Wednesday, December 27, 2006
Tonight I glued the keel the the bottom boards. I had to get six more clamps to finish the job and I could have used some more. The 5200 glue took some getting used to and I had a couple small gaps where I didn't get any glue squeezing out, but I filled them in. The only real problem was when the middle of the board between the two ribs didn't touch the keel. I put a board under the deck and wedged it up and that seemed to keep the boards together. Also, I glued the tail block on and secured it from the celing(ran out of clamps). I'm not putting any blocks in because I plan on glassing on the fins and putting the leash in without penetrating the board cavity through the tail, more on that later.
Last night I built a rocker table and glued the top planks together just to get that out of the way. It was much easier to clamp with the rocker table than with only four sawhorses. I followed the directions and clamped it up, taped the seams, unclamped, flipped, glued, and clamped again. They turned out pretty nice.
Monday, December 25, 2006
I glued the ribs to the keel of the board. I dryfitted all of them before glueing. In order to get them in with the glue, however, I needed to use a rubber hammer. Instead of looking down the spine to make sure all the ribs were level, I held one end up and put the other on the ground. I slowly moved my hand towards the floor. If a rib didn't hit the floor uniformly I knew that it was out of line. This may be a little hard to understand. Anyway, I'm pretty sure that it went as well as possible.

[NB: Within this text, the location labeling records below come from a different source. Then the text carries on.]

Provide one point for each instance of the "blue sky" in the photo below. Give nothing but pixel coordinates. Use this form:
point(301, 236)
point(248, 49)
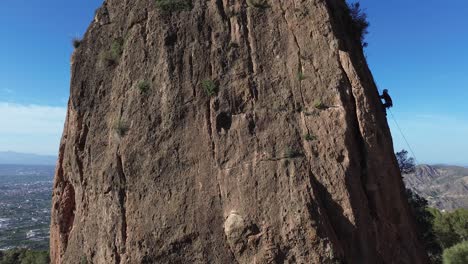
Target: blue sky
point(417, 50)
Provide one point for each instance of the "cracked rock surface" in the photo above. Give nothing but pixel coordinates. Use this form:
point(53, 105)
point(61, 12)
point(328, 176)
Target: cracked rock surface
point(288, 160)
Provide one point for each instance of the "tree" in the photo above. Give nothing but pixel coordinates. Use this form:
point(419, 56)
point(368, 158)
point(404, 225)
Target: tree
point(457, 254)
point(405, 163)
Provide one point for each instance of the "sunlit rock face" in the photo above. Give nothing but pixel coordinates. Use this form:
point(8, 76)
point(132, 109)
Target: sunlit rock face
point(226, 132)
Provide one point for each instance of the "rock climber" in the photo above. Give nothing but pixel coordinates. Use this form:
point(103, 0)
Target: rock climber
point(387, 100)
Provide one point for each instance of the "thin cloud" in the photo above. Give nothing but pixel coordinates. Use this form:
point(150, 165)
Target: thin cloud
point(31, 128)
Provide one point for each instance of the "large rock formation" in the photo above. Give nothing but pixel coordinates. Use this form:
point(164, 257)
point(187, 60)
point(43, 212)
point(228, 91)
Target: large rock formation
point(290, 159)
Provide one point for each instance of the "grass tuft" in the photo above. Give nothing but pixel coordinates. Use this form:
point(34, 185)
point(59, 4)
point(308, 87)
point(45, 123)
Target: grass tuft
point(76, 42)
point(170, 6)
point(261, 4)
point(209, 87)
point(143, 86)
point(121, 127)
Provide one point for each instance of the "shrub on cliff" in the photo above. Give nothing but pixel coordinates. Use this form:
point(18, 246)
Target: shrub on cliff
point(174, 5)
point(76, 42)
point(359, 23)
point(457, 254)
point(424, 224)
point(209, 87)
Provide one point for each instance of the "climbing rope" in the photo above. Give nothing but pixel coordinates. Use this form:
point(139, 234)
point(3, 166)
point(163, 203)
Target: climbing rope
point(403, 135)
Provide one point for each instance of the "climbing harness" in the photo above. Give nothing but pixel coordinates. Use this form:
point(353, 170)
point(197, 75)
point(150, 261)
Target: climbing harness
point(403, 135)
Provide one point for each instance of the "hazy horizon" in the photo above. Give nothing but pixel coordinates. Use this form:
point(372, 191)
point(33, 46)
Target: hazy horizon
point(414, 50)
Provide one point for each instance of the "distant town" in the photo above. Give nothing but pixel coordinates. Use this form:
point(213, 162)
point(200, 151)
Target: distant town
point(25, 198)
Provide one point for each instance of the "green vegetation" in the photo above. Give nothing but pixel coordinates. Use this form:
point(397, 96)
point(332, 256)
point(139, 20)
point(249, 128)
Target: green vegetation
point(24, 256)
point(437, 231)
point(174, 5)
point(309, 137)
point(76, 42)
point(405, 163)
point(83, 260)
point(143, 86)
point(300, 76)
point(112, 56)
point(292, 153)
point(457, 254)
point(450, 228)
point(209, 87)
point(262, 4)
point(233, 45)
point(121, 127)
point(424, 225)
point(359, 24)
point(319, 105)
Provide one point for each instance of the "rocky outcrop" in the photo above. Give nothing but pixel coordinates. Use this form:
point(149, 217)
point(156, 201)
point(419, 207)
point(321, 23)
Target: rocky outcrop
point(227, 132)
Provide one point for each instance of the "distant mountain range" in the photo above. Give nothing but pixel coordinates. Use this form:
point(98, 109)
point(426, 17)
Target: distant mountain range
point(444, 186)
point(10, 157)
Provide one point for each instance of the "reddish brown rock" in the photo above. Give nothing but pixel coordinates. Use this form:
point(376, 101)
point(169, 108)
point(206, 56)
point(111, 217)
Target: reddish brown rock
point(256, 173)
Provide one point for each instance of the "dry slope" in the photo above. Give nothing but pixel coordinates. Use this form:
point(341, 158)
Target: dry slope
point(289, 160)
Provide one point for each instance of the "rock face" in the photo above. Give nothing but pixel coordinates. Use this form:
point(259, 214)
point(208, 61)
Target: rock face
point(445, 187)
point(290, 159)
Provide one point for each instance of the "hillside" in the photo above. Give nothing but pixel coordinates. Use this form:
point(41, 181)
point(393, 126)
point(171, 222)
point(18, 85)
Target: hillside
point(227, 132)
point(445, 187)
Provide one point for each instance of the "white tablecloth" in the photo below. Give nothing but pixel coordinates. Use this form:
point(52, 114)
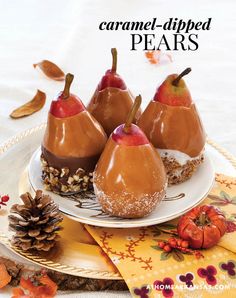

I looked at my bottom planks and saw that, towards the front, one of the boards is out of line. I think I'll be able to sand the entire piece down a little bit to fix it. I really wish I could put the whole thing into a thickness planer and make it perfectly smooth.
I glued the 5 bottom boards together tonight. First, I dry clamped all the boards together and taped them up on one side. Then I flipped it over and using the tape as a hinge, I glued in all the cracks. Then I clamped it up again. It was difficult making all the clamps stay on because the board was only 1/4 inch thick.
I received my 6'0" Wherry surfboard kit from grainsurfboards.com today for Christmas. The kit included everything I need to build the board; wood, epoxy, fiberglass, and glue. However, I still need to purchase some wood for a table on which to build, and a 10' x 4" PVC pipe for clamps. I'm pretty excited, and I'll begin as soon as I make a trip to the local lumberyard.